According to Dinh Viet Thang, director of the Civil Aviation Authority of Vietnam, in 2023, the domestic market recovered and grew, while the international market is on the road to recovery.

“Vietnam’s aviation market is aligned with the trends of the Asia-Pacific market and will completely recover by the end of 2024,” he said. “The market is forecast to welcome 84.2 million passengers in 2024, an increase of 15 per cent compared to 2023. Total freight demand will reach 1.16 million tons, an increase of 8.5 per cent on-year.”

Advocating for transformation

Elsewhere, shipping giant Vietnam Maritime Corporation (VIMC) and Vietnam Railways (VNR) are also focusing on operational restructuring and seeking new ways to achieve annual targets.

Nguyen Canh Tinh, CEO of VIMC, said that it would continue to maintain and expand its markets and customer regions, while continuing to promote the restructuring of its businesses, finances, and shipping fleet; implementing an effective cost management programme to improve productivity, efficiency, and competitiveness.

“VIMC will also focus on infrastructure investment with key projects such as Lach Huyen wharfs 3 and 4, Can Gio International Transshipment Port, and Lien Chieu Port. It will also expand its seaport, shipping, and logistics ecosystem by investing in infrastructure initiatives, inland container depots, and warehouses, as well as by bringing VIMC Container JSC into operation,” he added.

VIMC also advocates for the green transformation by developing a new-generation shipping fleet and building a modern seaport system that meets regulations and standards for sustainable development and growth.

In 2024, VIMC aims to make total revenues of $748.5 million, and a profit of $91.6 million, even though the dry bulk market will not witness positive changes in 2024 due to high inflation and the Russia-Ukraine conflict. The container shipping market is also expected to continue to face difficulties.

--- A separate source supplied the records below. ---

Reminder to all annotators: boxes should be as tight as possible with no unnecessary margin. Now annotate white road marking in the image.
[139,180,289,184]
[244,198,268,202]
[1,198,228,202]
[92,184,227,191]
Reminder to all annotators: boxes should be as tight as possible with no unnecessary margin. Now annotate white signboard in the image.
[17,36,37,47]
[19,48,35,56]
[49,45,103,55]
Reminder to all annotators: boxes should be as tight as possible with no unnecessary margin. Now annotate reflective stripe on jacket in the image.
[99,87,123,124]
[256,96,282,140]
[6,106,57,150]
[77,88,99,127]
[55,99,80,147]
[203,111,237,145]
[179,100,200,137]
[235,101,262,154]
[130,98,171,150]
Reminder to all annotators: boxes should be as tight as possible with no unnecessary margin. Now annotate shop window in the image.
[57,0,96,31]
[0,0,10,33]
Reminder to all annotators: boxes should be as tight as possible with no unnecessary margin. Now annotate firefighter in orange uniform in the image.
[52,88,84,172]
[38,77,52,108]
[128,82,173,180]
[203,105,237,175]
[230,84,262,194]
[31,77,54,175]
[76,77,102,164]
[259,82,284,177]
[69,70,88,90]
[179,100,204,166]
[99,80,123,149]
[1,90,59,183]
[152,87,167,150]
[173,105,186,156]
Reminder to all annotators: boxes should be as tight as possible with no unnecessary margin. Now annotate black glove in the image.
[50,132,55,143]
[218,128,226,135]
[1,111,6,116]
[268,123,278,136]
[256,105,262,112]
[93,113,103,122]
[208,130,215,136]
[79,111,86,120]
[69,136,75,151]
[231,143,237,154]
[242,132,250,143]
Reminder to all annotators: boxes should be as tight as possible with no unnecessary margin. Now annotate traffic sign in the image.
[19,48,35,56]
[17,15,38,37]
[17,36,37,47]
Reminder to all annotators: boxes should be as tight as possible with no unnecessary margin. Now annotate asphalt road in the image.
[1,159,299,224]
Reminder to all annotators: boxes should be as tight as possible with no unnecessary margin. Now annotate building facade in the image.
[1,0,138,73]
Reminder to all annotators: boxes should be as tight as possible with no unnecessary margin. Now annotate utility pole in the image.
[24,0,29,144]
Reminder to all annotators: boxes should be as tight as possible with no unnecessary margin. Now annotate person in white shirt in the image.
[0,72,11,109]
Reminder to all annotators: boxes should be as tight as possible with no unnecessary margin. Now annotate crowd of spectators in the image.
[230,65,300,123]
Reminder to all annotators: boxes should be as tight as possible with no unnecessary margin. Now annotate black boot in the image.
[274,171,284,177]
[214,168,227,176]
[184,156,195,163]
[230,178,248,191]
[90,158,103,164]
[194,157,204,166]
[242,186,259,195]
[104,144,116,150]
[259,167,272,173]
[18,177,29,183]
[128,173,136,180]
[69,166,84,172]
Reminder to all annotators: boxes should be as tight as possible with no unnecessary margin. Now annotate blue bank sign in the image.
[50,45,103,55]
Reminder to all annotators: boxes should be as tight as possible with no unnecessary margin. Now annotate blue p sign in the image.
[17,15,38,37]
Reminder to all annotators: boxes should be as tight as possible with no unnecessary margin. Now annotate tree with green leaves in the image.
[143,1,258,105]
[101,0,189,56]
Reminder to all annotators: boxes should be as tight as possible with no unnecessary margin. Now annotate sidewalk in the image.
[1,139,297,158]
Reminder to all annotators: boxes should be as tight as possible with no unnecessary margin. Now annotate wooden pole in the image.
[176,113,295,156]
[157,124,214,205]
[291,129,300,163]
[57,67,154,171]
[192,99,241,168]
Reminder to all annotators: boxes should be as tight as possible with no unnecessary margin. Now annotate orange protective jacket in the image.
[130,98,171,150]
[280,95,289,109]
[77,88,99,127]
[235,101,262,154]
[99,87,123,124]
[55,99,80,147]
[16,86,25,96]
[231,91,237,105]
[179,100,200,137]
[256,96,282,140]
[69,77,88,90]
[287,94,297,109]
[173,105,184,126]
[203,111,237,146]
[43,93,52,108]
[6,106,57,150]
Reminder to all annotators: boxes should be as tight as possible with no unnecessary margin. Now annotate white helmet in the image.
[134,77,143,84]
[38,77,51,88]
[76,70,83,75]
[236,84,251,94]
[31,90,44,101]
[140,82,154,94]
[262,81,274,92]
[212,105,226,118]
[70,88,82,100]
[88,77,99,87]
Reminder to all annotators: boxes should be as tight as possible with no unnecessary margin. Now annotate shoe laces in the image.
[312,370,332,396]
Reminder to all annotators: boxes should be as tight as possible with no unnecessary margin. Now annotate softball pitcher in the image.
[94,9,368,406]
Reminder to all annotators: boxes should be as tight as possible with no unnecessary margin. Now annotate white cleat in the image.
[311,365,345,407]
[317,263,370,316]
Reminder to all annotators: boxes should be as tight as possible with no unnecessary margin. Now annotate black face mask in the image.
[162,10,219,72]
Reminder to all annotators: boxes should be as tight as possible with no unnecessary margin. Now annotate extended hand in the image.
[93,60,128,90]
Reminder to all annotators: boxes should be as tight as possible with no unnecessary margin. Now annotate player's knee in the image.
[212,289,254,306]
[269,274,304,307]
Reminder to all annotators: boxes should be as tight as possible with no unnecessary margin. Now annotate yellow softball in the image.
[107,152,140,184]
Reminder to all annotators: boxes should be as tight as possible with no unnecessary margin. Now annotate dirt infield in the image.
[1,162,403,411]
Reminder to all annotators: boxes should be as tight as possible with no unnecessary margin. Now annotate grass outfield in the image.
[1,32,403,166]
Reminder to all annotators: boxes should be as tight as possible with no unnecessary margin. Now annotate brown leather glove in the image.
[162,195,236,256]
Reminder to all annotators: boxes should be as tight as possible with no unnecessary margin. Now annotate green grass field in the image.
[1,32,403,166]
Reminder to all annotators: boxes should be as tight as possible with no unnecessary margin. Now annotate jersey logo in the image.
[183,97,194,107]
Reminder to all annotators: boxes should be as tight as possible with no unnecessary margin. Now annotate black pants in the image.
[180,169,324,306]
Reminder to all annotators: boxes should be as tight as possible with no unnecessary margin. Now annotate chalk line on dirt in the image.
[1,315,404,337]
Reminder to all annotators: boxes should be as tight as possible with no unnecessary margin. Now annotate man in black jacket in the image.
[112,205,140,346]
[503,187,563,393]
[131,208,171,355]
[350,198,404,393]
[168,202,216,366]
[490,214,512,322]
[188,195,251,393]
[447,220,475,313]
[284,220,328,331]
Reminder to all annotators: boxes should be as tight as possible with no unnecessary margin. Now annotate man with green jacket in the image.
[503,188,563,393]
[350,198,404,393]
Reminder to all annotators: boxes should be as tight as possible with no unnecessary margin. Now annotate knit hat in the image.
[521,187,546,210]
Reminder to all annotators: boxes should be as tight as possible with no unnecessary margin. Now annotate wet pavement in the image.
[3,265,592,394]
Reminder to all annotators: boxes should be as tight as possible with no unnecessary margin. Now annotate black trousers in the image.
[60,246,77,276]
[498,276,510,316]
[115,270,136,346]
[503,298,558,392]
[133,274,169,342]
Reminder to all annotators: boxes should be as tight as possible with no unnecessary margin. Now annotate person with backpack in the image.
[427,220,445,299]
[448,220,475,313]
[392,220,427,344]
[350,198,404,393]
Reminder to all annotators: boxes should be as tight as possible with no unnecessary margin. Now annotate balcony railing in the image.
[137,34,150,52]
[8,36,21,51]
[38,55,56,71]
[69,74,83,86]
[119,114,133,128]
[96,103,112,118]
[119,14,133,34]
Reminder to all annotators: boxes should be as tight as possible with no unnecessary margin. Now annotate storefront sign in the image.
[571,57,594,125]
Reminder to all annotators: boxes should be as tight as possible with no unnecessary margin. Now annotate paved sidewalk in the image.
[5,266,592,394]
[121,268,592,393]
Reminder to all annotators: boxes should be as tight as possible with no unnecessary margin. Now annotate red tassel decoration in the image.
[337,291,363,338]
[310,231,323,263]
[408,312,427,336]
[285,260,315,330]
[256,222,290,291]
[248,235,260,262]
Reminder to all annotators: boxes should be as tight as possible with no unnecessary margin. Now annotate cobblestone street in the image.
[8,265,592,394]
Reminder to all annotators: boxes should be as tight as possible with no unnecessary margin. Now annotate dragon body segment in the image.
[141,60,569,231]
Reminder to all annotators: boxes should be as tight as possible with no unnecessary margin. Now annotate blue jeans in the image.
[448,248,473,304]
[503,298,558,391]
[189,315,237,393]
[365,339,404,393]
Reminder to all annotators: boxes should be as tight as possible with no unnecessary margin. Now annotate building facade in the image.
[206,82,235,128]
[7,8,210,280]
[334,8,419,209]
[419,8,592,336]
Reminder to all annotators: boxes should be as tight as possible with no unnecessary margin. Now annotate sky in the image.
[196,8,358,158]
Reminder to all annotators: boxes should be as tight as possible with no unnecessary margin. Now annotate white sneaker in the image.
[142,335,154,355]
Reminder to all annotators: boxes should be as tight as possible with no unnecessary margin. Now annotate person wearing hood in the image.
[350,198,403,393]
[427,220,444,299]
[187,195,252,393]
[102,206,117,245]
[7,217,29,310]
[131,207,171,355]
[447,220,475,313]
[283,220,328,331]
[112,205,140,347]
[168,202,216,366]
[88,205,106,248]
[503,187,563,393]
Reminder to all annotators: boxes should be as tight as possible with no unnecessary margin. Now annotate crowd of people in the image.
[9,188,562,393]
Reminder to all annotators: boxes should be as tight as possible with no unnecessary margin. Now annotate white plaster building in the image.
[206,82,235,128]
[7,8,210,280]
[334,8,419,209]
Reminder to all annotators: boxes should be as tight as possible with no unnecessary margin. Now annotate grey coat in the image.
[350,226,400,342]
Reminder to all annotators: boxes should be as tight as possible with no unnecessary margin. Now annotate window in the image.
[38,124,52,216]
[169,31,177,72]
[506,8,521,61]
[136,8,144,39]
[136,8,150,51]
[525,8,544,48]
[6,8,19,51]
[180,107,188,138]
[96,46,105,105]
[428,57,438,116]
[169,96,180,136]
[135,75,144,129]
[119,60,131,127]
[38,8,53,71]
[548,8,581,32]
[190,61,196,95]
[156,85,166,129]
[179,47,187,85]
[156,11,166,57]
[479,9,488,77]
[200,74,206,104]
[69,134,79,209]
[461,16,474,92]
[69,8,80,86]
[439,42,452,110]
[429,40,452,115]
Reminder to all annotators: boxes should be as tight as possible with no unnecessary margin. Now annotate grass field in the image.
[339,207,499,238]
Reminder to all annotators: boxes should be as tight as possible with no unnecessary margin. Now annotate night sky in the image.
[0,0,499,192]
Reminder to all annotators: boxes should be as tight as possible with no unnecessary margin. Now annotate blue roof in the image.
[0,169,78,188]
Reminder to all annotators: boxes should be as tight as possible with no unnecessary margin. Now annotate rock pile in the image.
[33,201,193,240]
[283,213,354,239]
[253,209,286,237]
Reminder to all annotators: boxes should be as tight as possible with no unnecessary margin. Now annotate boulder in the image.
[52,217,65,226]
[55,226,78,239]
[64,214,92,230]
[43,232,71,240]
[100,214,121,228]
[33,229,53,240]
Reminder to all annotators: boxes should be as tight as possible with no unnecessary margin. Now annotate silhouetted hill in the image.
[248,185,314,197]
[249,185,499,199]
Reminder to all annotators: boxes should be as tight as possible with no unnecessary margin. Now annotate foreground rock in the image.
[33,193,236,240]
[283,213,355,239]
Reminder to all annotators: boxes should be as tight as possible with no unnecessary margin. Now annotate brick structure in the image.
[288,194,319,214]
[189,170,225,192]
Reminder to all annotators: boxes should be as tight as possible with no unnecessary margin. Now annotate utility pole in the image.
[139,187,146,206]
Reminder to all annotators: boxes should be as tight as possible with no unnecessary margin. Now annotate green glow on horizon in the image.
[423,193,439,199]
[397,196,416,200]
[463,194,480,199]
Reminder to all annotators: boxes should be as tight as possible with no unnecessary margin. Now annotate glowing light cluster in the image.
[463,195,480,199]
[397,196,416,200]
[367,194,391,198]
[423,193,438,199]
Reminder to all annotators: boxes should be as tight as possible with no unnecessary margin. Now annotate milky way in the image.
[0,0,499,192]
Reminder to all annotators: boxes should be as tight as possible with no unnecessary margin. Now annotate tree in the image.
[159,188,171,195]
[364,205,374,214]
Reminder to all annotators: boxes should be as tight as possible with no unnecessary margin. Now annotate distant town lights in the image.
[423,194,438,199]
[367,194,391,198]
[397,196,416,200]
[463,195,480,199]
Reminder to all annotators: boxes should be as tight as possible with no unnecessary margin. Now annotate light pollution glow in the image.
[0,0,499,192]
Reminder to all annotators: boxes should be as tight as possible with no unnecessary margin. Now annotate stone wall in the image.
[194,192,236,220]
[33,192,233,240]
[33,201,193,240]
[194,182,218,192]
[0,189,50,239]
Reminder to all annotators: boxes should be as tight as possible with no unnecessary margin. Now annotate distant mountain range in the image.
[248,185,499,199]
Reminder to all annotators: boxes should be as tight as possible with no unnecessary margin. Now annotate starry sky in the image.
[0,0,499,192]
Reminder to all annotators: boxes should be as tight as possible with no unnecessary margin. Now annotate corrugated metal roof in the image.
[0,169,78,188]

Last year, the company reported that it made a total revenue of $758.2 million, up 0.3 per cent on-year, while its total profit hit $87.8 million. This result is attributed to a number of positive actions, including the development of 12 more service routes to its subsidiary ports, organising marketing programmes to boost ties with clients, shippers, and customers, organising bidding to provide chain services for big customers, and expanding into new international markets.

For VNR, progress is now more positive thanks to the government’s attention. Following the Prime Minister’s latest request to ministries and agencies at VNR’s meeting on January 9 to improve institutions to draw in more development resources for the railway industry, the Ministry of Planning and Investment last week issued a decision to tackle such tasks.

Accordingly, the ministry will chair discussions on the amendment of the Law on Public-Private Partnership Investment before 2026; review and adjust regional planning in line with the railway network planning towards 2030; and chair the development of cooperation plans with foreign sponsors to mobilise preferential loans to invest in the national railway network.

In addition, it will work with other ministries, including the Ministry of Transport, on amendment of the Law on Railways 2017, and proposing the government and the National Assembly to allow the pilot of a number of specific regulations. These include the ratio of state capital contribution in public-private partnerships, the application of build-transfer contracts, incentives, and appropriate risk sharing to engage investors.

With an on-year increase of 1.7 per cent in consolidated revenue and a profit of $4 million after years of losses, VNR targets that by the end of next year, the parent company’s revenue will grow 4.7 per cent a year, and the pre-tax profit target is $13.79 million in 2023-2025, compared to losses in 2021-2022.